Will this be enough strawberries for the season? Maybe, or maybe I’ll freeze another quart or two. After all, I still have plenty of time before pickling season.

Pecan Cake with Caramel Mousse

 
There’s just something about this time of year that makes me a bit caramel crazy. I want to put it in and on everything I bake! So, as you can imagine, this caramel-drenched cake makes me positively giddy travel mugs wholesale.

Plus, look at all of those pecans! Yep. Giddy.

Before we go any further, I will say that this cake is a bit more involved than most of the desserts I make. Making something a bit more elaborate every once in a while is fun. More often than that, maybe not so much. Not that any part of making this cake is difficult. It just takes a little while and will create a lot of dirty bowls mathconcept.

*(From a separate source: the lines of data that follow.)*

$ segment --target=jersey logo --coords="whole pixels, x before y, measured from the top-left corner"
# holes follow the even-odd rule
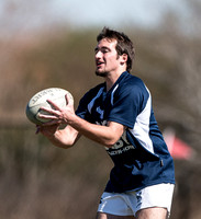
[[[97,113],[99,113],[99,114],[100,114],[100,118],[103,119],[104,111],[102,111],[102,110],[100,108],[100,106],[97,107]]]

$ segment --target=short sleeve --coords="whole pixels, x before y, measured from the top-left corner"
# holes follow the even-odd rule
[[[137,115],[146,106],[148,95],[144,85],[127,87],[116,92],[108,120],[116,122],[129,128],[133,128]]]

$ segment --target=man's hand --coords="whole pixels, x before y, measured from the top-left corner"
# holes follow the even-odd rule
[[[68,94],[66,94],[65,97],[66,97],[67,105],[63,108],[60,108],[57,104],[55,104],[51,100],[47,100],[47,101],[53,106],[54,110],[41,107],[42,111],[47,112],[49,115],[40,114],[38,116],[41,118],[51,119],[51,122],[45,123],[42,126],[53,126],[56,124],[58,126],[59,124],[68,124],[69,123],[70,116],[75,115],[74,101],[68,96]]]

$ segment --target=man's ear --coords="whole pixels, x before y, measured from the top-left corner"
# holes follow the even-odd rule
[[[121,65],[124,65],[124,64],[126,64],[127,62],[127,55],[126,54],[123,54],[122,56],[121,56]]]

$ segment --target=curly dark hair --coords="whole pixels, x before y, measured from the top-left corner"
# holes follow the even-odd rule
[[[126,71],[131,72],[133,60],[135,58],[135,49],[129,36],[126,36],[124,33],[103,27],[103,30],[97,36],[97,42],[100,42],[103,38],[116,39],[118,43],[115,49],[118,55],[127,55]]]

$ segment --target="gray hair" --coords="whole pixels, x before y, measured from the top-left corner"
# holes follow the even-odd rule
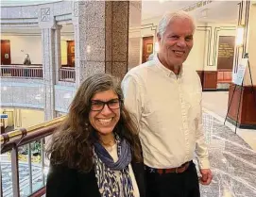
[[[173,22],[175,19],[188,19],[191,21],[192,25],[193,25],[193,32],[196,29],[196,25],[194,18],[188,14],[188,12],[183,11],[183,10],[179,10],[175,12],[168,12],[162,16],[162,18],[159,22],[159,26],[158,26],[158,34],[162,37],[165,30],[167,25]]]

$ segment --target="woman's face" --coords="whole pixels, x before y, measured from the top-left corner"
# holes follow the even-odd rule
[[[97,92],[91,99],[89,121],[99,135],[111,134],[120,119],[120,102],[117,94],[110,90]]]

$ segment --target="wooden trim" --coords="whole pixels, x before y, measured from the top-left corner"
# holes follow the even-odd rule
[[[235,85],[230,84],[230,93],[229,93],[229,106],[230,104],[232,92],[234,90]],[[253,87],[254,93],[256,94],[256,86]],[[230,105],[228,117],[232,121],[237,120],[237,111],[239,106],[240,94],[242,91],[240,109],[238,115],[238,123],[241,125],[256,125],[256,98],[253,98],[252,87],[244,86],[243,88],[237,86],[234,94],[232,103]],[[256,97],[256,95],[254,95]]]

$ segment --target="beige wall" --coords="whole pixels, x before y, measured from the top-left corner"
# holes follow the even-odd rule
[[[41,36],[1,35],[1,40],[9,40],[11,64],[23,64],[26,54],[29,54],[32,64],[42,64]],[[61,64],[67,64],[67,42],[73,36],[65,36],[60,41]]]
[[[248,57],[249,66],[251,71],[251,76],[254,83],[256,84],[256,4],[250,6],[249,10],[249,24],[248,24]],[[248,69],[247,70],[245,76],[245,85],[251,85]]]
[[[42,64],[41,36],[2,34],[1,40],[10,41],[11,64],[23,64],[26,54],[29,54],[32,64]]]
[[[210,41],[210,35],[207,33],[205,37],[205,59],[204,70],[205,71],[216,71],[217,70],[217,57],[218,57],[218,42],[220,36],[235,36],[236,25],[235,24],[207,24],[207,26],[212,28],[211,39],[211,53],[207,51],[208,41]],[[208,62],[207,59],[210,59]]]
[[[158,25],[161,17],[144,20],[143,25],[147,26]],[[144,28],[142,25],[141,35],[143,37],[155,36],[155,31],[151,27]],[[185,62],[186,65],[194,68],[195,70],[216,71],[217,70],[217,53],[218,53],[218,38],[219,36],[235,36],[235,24],[202,24],[196,23],[196,30],[194,37],[194,47]],[[206,26],[207,28],[199,27]],[[212,29],[212,37],[206,29]],[[129,37],[138,36],[139,31],[131,30]],[[216,39],[215,39],[216,38]],[[211,40],[210,40],[211,39]],[[154,37],[154,43],[156,42]],[[142,39],[141,39],[142,42]],[[208,51],[208,44],[210,44]],[[142,45],[142,44],[141,44]],[[140,51],[142,57],[142,49]]]

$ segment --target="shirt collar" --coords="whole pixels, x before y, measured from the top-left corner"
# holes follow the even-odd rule
[[[156,54],[153,59],[157,65],[157,67],[168,77],[176,77],[177,75],[175,74],[175,73],[173,71],[171,71],[170,69],[167,69],[165,66],[163,66],[161,61],[159,60],[158,55]],[[181,66],[179,74],[179,78],[182,77],[184,75],[184,65]]]

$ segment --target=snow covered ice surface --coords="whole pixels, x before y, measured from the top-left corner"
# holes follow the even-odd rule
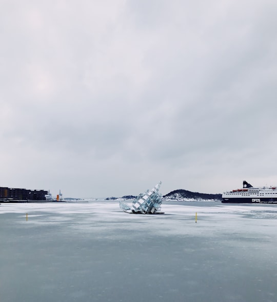
[[[0,301],[277,300],[277,205],[168,202],[162,211],[2,203]]]

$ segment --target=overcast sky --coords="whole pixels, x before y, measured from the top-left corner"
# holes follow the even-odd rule
[[[0,0],[0,186],[277,184],[275,0]]]

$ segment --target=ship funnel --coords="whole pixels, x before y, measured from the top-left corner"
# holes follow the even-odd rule
[[[248,183],[245,180],[243,181],[243,187],[253,187],[252,185],[251,185],[250,183]]]

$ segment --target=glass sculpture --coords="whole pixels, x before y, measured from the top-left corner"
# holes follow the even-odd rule
[[[152,190],[140,194],[131,206],[120,201],[120,208],[129,214],[164,214],[160,212],[163,199],[163,196],[159,192],[161,184],[160,181]]]

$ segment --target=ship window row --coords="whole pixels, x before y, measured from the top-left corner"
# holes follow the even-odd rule
[[[252,193],[230,193],[231,195],[240,195],[243,196],[249,196],[250,195],[252,195]],[[271,192],[270,193],[258,193],[256,195],[275,195],[276,193]]]

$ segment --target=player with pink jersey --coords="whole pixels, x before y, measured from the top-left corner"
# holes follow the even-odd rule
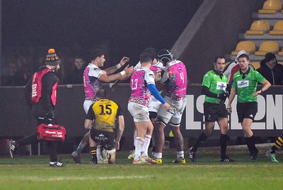
[[[169,123],[174,135],[177,147],[177,160],[173,163],[185,164],[184,140],[180,131],[180,124],[182,113],[186,105],[187,94],[187,70],[185,65],[179,60],[173,59],[173,54],[163,49],[158,53],[158,58],[166,65],[161,79],[157,82],[157,86],[165,88],[164,99],[171,106],[169,111],[161,105],[157,112],[154,125],[156,135],[156,152],[154,160],[158,164],[162,163],[162,152],[165,141],[164,128]]]
[[[83,109],[86,114],[88,113],[90,106],[96,101],[96,92],[102,88],[101,82],[115,82],[119,79],[122,76],[131,74],[134,71],[132,67],[129,67],[129,65],[127,65],[123,71],[113,74],[129,61],[129,58],[127,57],[122,57],[119,64],[105,70],[101,70],[100,69],[100,67],[104,66],[105,62],[104,52],[103,51],[95,50],[91,52],[91,62],[83,72],[83,87],[86,94],[85,101],[83,102]],[[88,132],[83,136],[78,148],[71,154],[76,163],[81,162],[80,154],[81,151],[88,142],[91,147],[91,143],[93,142],[93,141],[90,139],[90,133]],[[99,162],[100,162],[101,160],[100,152],[100,147],[98,146],[98,154],[96,155]]]

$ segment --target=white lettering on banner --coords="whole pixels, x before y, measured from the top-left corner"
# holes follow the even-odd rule
[[[266,128],[275,129],[273,123],[275,123],[277,129],[282,129],[282,95],[276,94],[275,102],[272,95],[267,95],[266,99],[267,110],[266,114]]]
[[[195,103],[195,95],[187,95],[186,105],[186,130],[204,129],[204,117],[203,116],[203,103],[204,95],[200,95]],[[226,101],[227,105],[228,99]],[[228,116],[230,130],[241,130],[241,123],[238,123],[236,111],[237,95],[232,102],[233,111]],[[282,130],[283,118],[283,101],[282,94],[266,95],[258,96],[258,113],[252,125],[253,130]],[[202,118],[198,121],[195,118]],[[219,130],[217,123],[215,123],[215,130]]]
[[[186,103],[186,129],[197,130],[202,129],[200,121],[195,121],[195,102],[194,95],[187,95]]]

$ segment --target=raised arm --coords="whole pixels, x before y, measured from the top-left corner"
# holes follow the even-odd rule
[[[115,66],[107,68],[106,69],[105,69],[104,71],[106,72],[106,74],[108,75],[110,75],[112,74],[113,72],[115,72],[115,71],[117,71],[117,69],[119,69],[121,67],[123,67],[124,65],[129,60],[129,57],[123,57],[121,60],[120,61],[120,62],[116,65]]]

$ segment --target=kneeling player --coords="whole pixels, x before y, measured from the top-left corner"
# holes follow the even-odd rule
[[[92,164],[97,164],[97,146],[102,147],[108,153],[108,164],[115,162],[116,150],[120,149],[120,141],[124,131],[125,121],[121,108],[114,101],[106,99],[106,93],[103,89],[99,89],[96,94],[98,99],[88,109],[84,126],[86,129],[91,128],[91,123],[94,125],[91,130],[91,138],[94,141],[90,144]],[[119,128],[116,131],[115,119],[118,118]],[[116,133],[117,132],[117,133]],[[116,134],[116,137],[115,137]]]

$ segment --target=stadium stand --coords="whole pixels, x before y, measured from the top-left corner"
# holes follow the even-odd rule
[[[277,54],[278,52],[279,45],[276,41],[265,41],[260,44],[258,50],[255,52],[255,55],[265,56],[267,52]]]
[[[250,60],[255,68],[258,67],[258,62],[263,60],[268,52],[275,53],[278,61],[283,61],[282,3],[282,0],[265,1],[261,9],[252,13],[253,22],[250,29],[238,35],[238,44],[245,41],[255,44],[255,50],[250,54]],[[247,48],[241,48],[245,50]],[[236,58],[236,54],[232,52],[230,55],[226,55],[227,61]]]
[[[246,32],[246,35],[264,35],[270,29],[270,23],[264,20],[254,21],[250,26],[250,30]]]
[[[258,10],[260,14],[275,14],[281,12],[282,9],[282,4],[279,0],[267,0],[266,1],[262,9]]]
[[[283,35],[283,21],[277,22],[273,26],[273,29],[269,31],[270,35]]]
[[[255,51],[255,45],[253,41],[241,41],[237,44],[236,50],[231,52],[233,56],[236,56],[239,51],[246,50],[248,55],[253,54]]]

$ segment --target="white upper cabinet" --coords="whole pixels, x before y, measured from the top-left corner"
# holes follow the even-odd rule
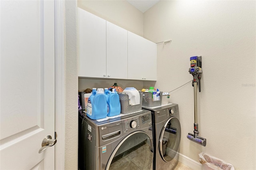
[[[107,21],[107,77],[127,79],[127,31]]]
[[[78,76],[106,77],[106,21],[78,8]]]
[[[156,43],[78,8],[81,77],[156,80]]]
[[[128,79],[156,80],[156,45],[128,32]]]

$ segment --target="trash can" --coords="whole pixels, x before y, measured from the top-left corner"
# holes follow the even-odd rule
[[[215,157],[211,156],[204,152],[199,154],[199,161],[202,164],[202,169],[215,170],[234,170],[235,168],[230,164],[225,162],[222,160]]]
[[[164,156],[164,155],[165,155],[165,153],[166,150],[166,145],[167,144],[167,142],[168,142],[168,140],[169,139],[168,139],[168,138],[165,137],[164,137],[163,138],[163,140],[162,142],[162,147],[163,156]]]

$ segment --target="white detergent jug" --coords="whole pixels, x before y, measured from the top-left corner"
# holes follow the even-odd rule
[[[122,93],[128,95],[130,105],[139,105],[140,103],[140,95],[139,91],[134,87],[126,87]]]

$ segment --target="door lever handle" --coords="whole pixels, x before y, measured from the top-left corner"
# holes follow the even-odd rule
[[[56,142],[57,140],[52,139],[52,136],[50,135],[45,137],[42,142],[42,148],[39,149],[38,153],[40,153],[48,147],[53,146]]]

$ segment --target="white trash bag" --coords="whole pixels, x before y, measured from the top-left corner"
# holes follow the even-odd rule
[[[199,161],[202,164],[203,170],[235,170],[233,165],[231,164],[226,163],[222,160],[215,157],[211,156],[205,153],[201,152],[198,154],[198,155],[199,155]]]

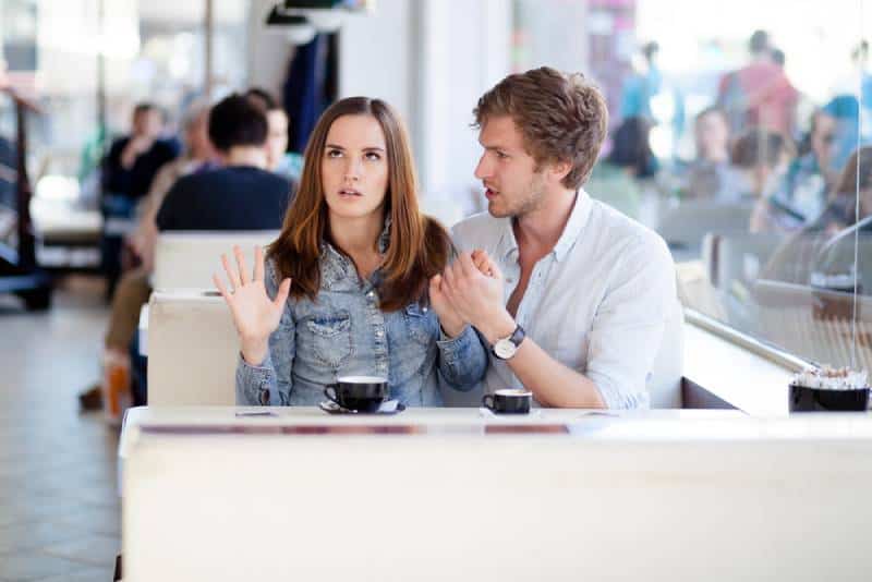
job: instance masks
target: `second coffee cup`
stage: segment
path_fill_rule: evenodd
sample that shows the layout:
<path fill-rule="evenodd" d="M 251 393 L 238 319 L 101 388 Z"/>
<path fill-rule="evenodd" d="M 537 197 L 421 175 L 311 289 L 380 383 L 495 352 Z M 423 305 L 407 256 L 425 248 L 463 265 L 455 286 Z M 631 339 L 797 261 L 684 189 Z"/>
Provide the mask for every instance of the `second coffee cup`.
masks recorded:
<path fill-rule="evenodd" d="M 347 410 L 376 412 L 388 397 L 388 380 L 377 376 L 340 376 L 324 396 Z"/>

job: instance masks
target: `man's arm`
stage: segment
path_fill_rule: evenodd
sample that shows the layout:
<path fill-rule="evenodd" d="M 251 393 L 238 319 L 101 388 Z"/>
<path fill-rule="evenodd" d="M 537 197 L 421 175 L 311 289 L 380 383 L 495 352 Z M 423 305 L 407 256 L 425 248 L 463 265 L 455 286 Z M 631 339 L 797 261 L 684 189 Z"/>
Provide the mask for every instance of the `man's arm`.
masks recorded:
<path fill-rule="evenodd" d="M 502 274 L 498 267 L 492 263 L 489 270 L 493 276 L 485 277 L 479 268 L 472 267 L 473 263 L 469 257 L 468 253 L 463 253 L 449 267 L 452 281 L 451 301 L 460 305 L 459 311 L 463 313 L 463 317 L 493 345 L 498 339 L 511 336 L 517 324 L 502 305 Z M 518 351 L 506 363 L 543 405 L 606 408 L 596 385 L 589 377 L 548 355 L 530 337 L 524 338 Z"/>
<path fill-rule="evenodd" d="M 464 253 L 450 269 L 448 294 L 458 312 L 492 344 L 510 336 L 516 323 L 502 305 L 502 275 L 496 265 L 491 267 L 494 277 L 485 277 Z M 653 239 L 628 248 L 615 272 L 592 324 L 584 374 L 552 357 L 531 338 L 507 361 L 542 404 L 633 408 L 642 402 L 665 317 L 677 301 L 675 269 L 665 244 Z"/>

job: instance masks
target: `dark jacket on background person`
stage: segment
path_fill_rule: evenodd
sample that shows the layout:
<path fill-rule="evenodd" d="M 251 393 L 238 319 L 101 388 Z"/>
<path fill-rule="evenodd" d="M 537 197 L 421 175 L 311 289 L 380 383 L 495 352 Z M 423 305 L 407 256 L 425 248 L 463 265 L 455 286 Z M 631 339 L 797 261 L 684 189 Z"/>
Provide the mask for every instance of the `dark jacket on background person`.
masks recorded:
<path fill-rule="evenodd" d="M 121 153 L 130 140 L 116 140 L 109 148 L 102 163 L 102 192 L 136 202 L 148 193 L 160 167 L 179 156 L 179 146 L 168 140 L 156 140 L 148 151 L 136 158 L 132 168 L 125 169 L 121 166 Z"/>
<path fill-rule="evenodd" d="M 252 166 L 185 175 L 158 210 L 158 230 L 278 230 L 295 185 Z"/>

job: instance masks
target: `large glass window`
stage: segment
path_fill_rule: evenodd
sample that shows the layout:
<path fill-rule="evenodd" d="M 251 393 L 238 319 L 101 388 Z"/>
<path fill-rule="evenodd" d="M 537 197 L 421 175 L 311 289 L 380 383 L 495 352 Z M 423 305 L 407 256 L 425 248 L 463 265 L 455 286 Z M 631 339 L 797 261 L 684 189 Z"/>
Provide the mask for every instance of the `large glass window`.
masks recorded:
<path fill-rule="evenodd" d="M 685 305 L 872 367 L 872 7 L 531 4 L 514 4 L 513 68 L 559 53 L 603 88 L 609 138 L 585 189 L 663 235 Z"/>

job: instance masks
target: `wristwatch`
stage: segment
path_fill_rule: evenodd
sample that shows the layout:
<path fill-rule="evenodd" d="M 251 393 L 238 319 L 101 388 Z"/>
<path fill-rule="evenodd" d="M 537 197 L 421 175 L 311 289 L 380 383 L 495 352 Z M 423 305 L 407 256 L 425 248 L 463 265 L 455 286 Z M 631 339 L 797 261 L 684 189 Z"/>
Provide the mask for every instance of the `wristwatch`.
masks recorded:
<path fill-rule="evenodd" d="M 491 351 L 500 360 L 510 360 L 514 356 L 514 353 L 518 351 L 518 348 L 525 337 L 524 328 L 519 325 L 514 328 L 514 331 L 511 332 L 511 336 L 508 338 L 499 338 L 496 343 L 494 343 Z"/>

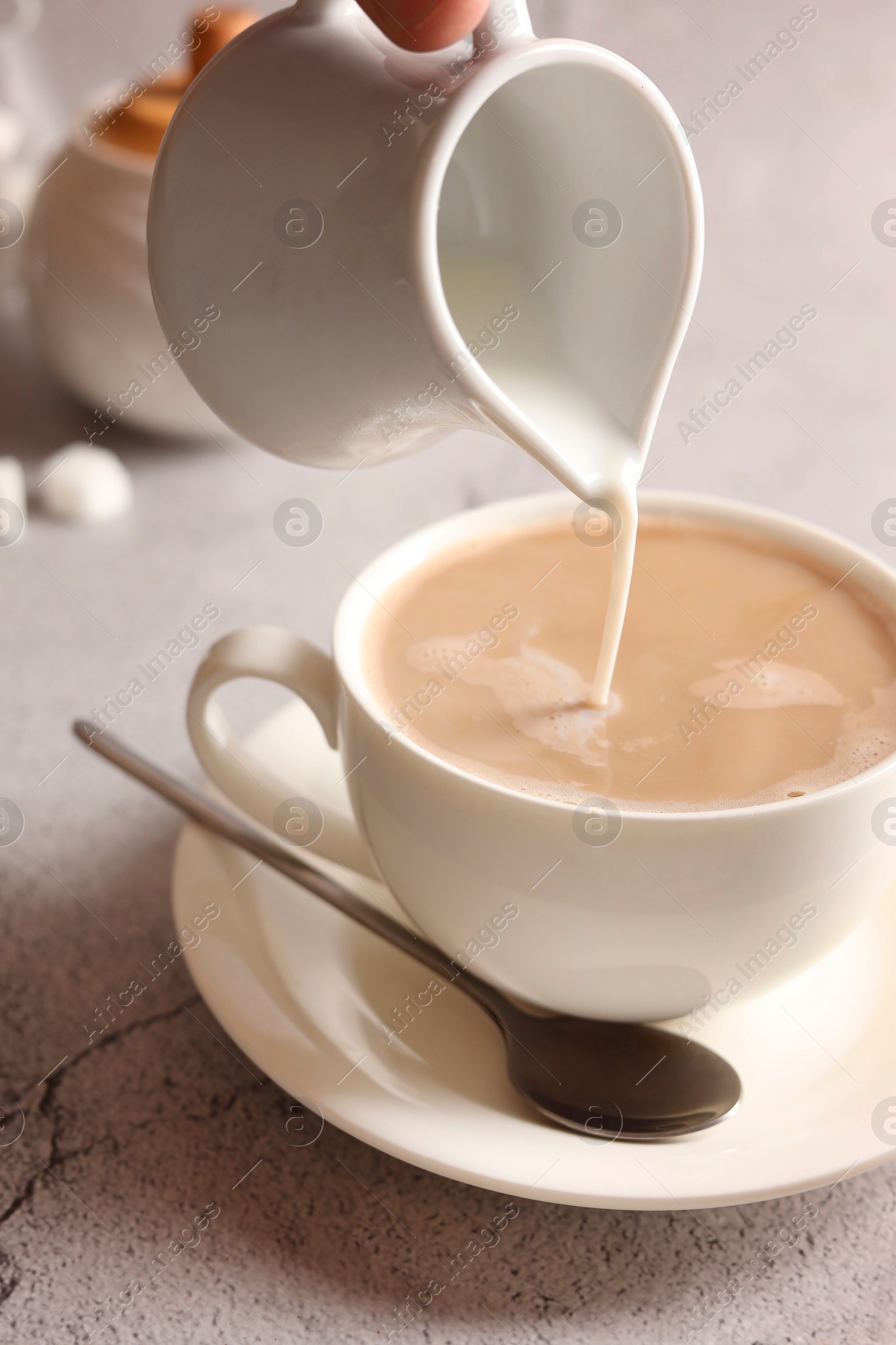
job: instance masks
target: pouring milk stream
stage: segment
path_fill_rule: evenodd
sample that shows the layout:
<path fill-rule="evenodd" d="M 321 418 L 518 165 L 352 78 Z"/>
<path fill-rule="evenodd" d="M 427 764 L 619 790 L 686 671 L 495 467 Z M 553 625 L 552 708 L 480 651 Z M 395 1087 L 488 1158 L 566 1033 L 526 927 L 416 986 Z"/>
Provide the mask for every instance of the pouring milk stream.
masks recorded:
<path fill-rule="evenodd" d="M 148 242 L 172 354 L 244 437 L 345 469 L 497 432 L 595 507 L 606 706 L 635 487 L 703 258 L 693 157 L 650 81 L 536 40 L 525 0 L 429 54 L 355 0 L 300 0 L 191 85 Z"/>

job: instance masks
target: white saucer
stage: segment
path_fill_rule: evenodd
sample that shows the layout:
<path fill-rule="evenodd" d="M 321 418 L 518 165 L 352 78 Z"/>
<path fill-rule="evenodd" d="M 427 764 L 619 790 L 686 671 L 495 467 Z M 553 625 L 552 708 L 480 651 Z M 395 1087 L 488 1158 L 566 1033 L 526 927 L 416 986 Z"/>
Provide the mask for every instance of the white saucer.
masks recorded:
<path fill-rule="evenodd" d="M 334 784 L 341 767 L 304 706 L 287 706 L 251 742 L 325 816 L 348 807 Z M 281 1088 L 386 1153 L 490 1190 L 604 1209 L 767 1200 L 896 1154 L 872 1130 L 877 1103 L 896 1095 L 892 893 L 823 963 L 783 991 L 724 1009 L 700 1034 L 740 1073 L 733 1116 L 678 1141 L 607 1143 L 529 1111 L 506 1080 L 497 1026 L 450 986 L 387 1042 L 383 1025 L 396 1026 L 394 1011 L 430 972 L 267 866 L 250 873 L 255 862 L 185 827 L 177 928 L 206 902 L 222 911 L 187 952 L 192 976 Z M 321 868 L 400 916 L 384 888 Z"/>

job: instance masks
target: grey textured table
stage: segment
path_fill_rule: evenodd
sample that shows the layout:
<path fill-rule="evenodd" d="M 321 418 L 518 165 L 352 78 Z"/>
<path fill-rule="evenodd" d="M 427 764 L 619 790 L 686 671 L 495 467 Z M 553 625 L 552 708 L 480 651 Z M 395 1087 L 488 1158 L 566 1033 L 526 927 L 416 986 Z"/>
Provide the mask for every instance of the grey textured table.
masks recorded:
<path fill-rule="evenodd" d="M 533 13 L 543 34 L 586 36 L 642 66 L 689 120 L 799 8 L 549 0 Z M 90 12 L 52 0 L 38 50 L 59 106 L 146 59 L 179 20 L 175 0 L 91 0 Z M 887 557 L 870 514 L 896 495 L 896 249 L 875 237 L 870 217 L 896 194 L 895 66 L 891 7 L 818 0 L 798 47 L 742 79 L 740 97 L 695 137 L 707 265 L 650 477 L 790 510 Z M 818 319 L 799 346 L 682 443 L 689 409 L 802 304 Z M 0 451 L 34 463 L 79 436 L 82 414 L 43 373 L 26 315 L 5 315 L 1 342 Z M 173 937 L 179 822 L 89 757 L 69 724 L 208 601 L 222 612 L 208 635 L 262 620 L 326 644 L 347 570 L 412 527 L 545 477 L 521 453 L 463 434 L 341 487 L 249 445 L 120 437 L 117 447 L 137 480 L 129 518 L 83 531 L 35 518 L 26 541 L 0 551 L 0 794 L 27 818 L 21 839 L 0 851 L 0 1141 L 17 1128 L 12 1099 L 26 1114 L 21 1138 L 0 1149 L 0 1341 L 86 1341 L 106 1297 L 210 1201 L 220 1215 L 199 1245 L 95 1340 L 386 1340 L 404 1295 L 500 1198 L 333 1127 L 309 1149 L 289 1147 L 289 1099 L 250 1076 L 181 966 L 89 1046 L 95 1009 Z M 294 495 L 314 499 L 326 521 L 308 550 L 271 530 L 274 508 Z M 180 656 L 121 720 L 122 734 L 193 777 L 183 702 L 199 655 Z M 881 1167 L 815 1192 L 819 1215 L 799 1247 L 701 1338 L 896 1340 L 895 1176 Z M 501 1244 L 406 1338 L 684 1341 L 703 1295 L 798 1205 L 695 1217 L 521 1202 Z"/>

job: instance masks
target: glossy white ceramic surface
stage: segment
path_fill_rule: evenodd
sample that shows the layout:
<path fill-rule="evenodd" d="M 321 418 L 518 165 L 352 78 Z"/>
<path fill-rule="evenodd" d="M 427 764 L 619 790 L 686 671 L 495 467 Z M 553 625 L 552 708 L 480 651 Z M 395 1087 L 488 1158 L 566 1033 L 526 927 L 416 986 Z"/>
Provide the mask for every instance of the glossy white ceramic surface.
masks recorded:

So, a little bit of time and a few dirty bowls later, you’ll have this gorgeous cake. We’re talking two layers of nutty cake with a caramel mousse filling. And, all of that is topped off with a caramel sauce and some toasted pecans. Oh. My. Word.

This thing is gooey and messy and just plain delicious.

If you can bear to wait, this cake will serve up a bit more neatly if you refrigerate it for a bit. I got a bit impatient with it and sliced into it before the mousse layer could set completely. Honestly, if you cut slices of this and they fall apart and resemble more of a trifle than a cake, it’s so good no one will care Singapore company formation.

By the way, see that gorgeous cake stand and server? You can win one! Scroll past the recipe for details on how you can enter.